Daryl Gray, 13, said he did everything he could think of to get relentless school bullies off his back. But when his talks with teachers and his efforts to ignore the name-calling and physical abuse failed, he finally fought back. And now he's paying for it.
Daryl, convicted of aggravated battery after he hit his classmate with a pencil, has been fined and sentenced to probation for his actions.
Daryl said the incident occurred after the boy hit him during math class earlier this year.
"I was trying to do my assignment. The student was messing with me," Daryl said on ABCNEWS' Good Morning America. "I didn't want to fight him, so I tried walking away, but when punched me, I started defending myself."
The boy Daryl hit with the pencil suffered a serious wound on his face, which has left a visible scar.
Daryl says he's never fought back at any of his bullies before, even when a boy purposely urinated on his shoes in the school restroom.
The boy's defense attorney says the judge's decision to sentence Daryl to probation will send parents and students a mixed message about how to react to bullying.
"They are taught that they cannot fight back. If they do, they will be charged under the criminal code," said Daryl's attorney, Audrey Johnson. "But as a parent, of course you don't want your children to go to a place and not feel safe and protected."
During his court hearing back in April, Judge Leslie Gresham refused to consider arguments by Daryl's lawyer that he acted in self-defense.
Daryl, a Jehovah's Witness, has been taught not to use violence against others, according to his mother, Jeanette Gray.
"He's not that type of child. He's a very mild-mannered child," Gray said.
Daryl, who cried at his sentencing hearing Wednesday, says kids at his school are still making fun of him daily even after all that he's been through.
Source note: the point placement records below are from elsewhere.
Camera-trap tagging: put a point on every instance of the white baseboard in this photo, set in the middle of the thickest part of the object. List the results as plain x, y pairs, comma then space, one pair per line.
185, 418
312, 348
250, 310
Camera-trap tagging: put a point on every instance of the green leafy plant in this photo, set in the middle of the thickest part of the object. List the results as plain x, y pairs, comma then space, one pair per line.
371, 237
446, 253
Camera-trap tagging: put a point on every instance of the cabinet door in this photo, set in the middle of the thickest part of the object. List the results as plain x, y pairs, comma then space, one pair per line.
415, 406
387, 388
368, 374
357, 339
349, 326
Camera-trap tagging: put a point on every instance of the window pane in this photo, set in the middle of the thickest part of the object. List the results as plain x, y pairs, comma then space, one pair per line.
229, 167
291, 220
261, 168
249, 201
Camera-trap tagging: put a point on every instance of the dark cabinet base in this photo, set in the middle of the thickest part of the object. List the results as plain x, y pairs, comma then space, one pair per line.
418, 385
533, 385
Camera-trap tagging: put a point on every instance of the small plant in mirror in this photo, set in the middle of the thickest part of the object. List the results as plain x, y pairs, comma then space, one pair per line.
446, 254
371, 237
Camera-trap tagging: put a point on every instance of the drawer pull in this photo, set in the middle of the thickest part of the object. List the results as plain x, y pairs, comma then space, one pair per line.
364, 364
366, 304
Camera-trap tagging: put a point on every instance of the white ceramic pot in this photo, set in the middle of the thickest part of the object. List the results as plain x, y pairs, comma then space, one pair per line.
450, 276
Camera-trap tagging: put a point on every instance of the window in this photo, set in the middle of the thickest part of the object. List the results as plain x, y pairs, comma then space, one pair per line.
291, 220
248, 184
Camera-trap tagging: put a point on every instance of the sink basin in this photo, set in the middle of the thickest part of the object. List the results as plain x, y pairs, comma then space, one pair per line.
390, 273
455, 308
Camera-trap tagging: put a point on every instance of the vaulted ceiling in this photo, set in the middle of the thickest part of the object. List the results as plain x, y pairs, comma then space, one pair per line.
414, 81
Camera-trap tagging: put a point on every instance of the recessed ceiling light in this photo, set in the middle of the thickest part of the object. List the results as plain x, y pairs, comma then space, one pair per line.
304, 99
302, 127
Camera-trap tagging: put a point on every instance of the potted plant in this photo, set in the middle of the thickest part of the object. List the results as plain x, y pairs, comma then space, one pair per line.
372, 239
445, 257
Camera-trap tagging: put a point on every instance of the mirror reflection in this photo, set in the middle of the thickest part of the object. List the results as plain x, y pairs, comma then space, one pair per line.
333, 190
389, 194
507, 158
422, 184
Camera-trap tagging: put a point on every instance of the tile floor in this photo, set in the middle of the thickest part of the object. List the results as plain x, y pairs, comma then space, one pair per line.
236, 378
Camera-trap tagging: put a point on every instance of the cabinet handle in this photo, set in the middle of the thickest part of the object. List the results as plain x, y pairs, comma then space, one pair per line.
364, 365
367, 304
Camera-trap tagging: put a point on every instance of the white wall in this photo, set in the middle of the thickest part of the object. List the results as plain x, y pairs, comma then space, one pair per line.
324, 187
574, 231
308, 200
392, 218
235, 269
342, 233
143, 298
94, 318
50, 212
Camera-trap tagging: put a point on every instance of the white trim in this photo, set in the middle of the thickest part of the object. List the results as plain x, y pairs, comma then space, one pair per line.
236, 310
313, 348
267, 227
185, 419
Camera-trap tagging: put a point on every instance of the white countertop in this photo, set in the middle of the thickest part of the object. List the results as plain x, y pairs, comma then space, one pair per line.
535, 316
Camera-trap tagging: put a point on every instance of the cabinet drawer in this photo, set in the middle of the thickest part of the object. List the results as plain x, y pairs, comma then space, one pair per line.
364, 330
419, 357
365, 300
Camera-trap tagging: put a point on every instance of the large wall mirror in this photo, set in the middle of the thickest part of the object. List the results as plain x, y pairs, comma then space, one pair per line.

"Most of the time they call me white," said Daryl, who is black. "It's better than what they were calling me before. But I've learned not to deal with them."
Gray was sentenced to 90 days of probation, a $332 fine and 16 days of community service.
Gray says her son no longer wants attend the school because he fears the bullying will never end.
"I talked to the teachers, I e-mailed the board of education, I did everything possible and it didn't stop," she said.